Whistle-blowing website Wikileaks on Friday released nearly 400,000 classified US military files chronicling the Iraq war from 2004 through 2009, the largest leak of its kind in US military history.
The documents themselves are known at the Pentagon as 'SIGACTs,' raw field reports chronicling "Significant Action" in the conflict as seen by US forces on the ground in Iraq.
According to an initial review of the documents and reports by other media that have had access to them for at least 10 weeks, the broad themes from the "Iraq war log" attracting the most attention are: prisoner abuse, civilian deaths, the Iranian influence on militants in Iraq, Blackwater's involvement in civilians' killing, and Iran's detention of American hikers.
Besides accusations to US authorities of abuse of Iraqi prisoners by Iraqi police, WikiLeaks says there are also cases of abuse of prisoners in US custody. WikiLeaks' reports detailed 109,032 deaths in Iraq, composed of 66,081 'civilians,' 23,984 'enemy' (those labeled as insurgents); 15,196 'host nation' (Iraqi government forces) and 3,771 'friendly' (coalition forces).
Britain's Bureau of Investigative Journalism says it found documents detailing new cases of alleged wrongful killings of civilians involving Blackwater. Blackwater is a firm that has now changed its name to Xe Services and that saw its reputation badly damaged by a 2007 incident in which its security guards were involved in a shooting that killed 14 civilians.

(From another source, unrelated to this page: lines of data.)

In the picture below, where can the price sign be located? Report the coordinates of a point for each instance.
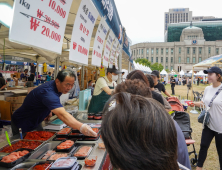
(99, 42)
(82, 32)
(40, 23)
(113, 53)
(107, 49)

Documents in the WikiLeaks file also show that US officials privately believed the three American hikers detained in Iraq last year were on the Iraqi side of the border, not in Iran as Tehran contends. Iran is still holding two of them and the document says Iranian leadership hoped to benefit from the incident by focusing the nation "on a perceived external threat rather than internal dissension."